NickyEds · 30/06/2015 10:12

In her op the op says that her little girl said that she lied !!! I don't think for one minute she's manipulative in any way but the op has said that there's often a performance a Monday and Friday (the days she's at home). So, it could be that she's exhausted after the weekend/week or a uti, or that school is too loud (on Mondays and Fridays), or an anathema to her or she's been bullied...
or It could be that she's as bright as a button, has cotttoned on that Mummy's at home and if she pretends to be ill she gets to go home with her! In which case the op was right and NBU to make her stay in her room for a bit!

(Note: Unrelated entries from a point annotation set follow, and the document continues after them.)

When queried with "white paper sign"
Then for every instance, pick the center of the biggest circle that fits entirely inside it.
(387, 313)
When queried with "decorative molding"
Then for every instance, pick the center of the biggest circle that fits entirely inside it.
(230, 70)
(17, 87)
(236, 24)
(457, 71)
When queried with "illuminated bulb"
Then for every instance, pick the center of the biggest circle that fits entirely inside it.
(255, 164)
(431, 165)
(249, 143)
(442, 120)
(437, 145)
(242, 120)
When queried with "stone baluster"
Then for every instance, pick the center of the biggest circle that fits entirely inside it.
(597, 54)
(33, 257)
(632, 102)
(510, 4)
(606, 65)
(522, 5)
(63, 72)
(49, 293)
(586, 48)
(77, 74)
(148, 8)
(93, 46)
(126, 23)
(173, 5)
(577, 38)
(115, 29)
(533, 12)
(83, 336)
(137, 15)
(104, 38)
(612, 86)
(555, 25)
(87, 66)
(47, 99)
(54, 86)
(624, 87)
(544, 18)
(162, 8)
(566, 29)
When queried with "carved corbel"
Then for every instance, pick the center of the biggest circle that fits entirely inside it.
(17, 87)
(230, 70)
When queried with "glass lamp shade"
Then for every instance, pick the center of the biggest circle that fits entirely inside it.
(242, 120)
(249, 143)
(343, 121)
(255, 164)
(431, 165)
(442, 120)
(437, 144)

ppeatfruit · 30/06/2015 11:22

But what's wrong with wanting to be at home with her mummy for a day or so? I'm just on a thread where we are bemoaning how stultifying the ed system is for the early years, it's not right IME and O.

MuffMuffTweetAndDave · 30/06/2015 12:28

Nothing's wrong with it. It's just that it needs to be nipped in the bud now because, as OP doesn't appear to be home edding, DD will have to go to school as of September, and she'll have to be there the vast majority of the time. I'm not saying this is a good thing, just that it's a thing.

NickyEds · 30/06/2015 12:54

There's nothing wrong with wanting to be at home with Mummy but if every time a child wants to be at home have cuddles watching c beebies actually gets to ,schools will be empty!

NickyEds · 30/06/2015 12:55

And, of course it would be a bit of a piss take if op had to take days off work to do it!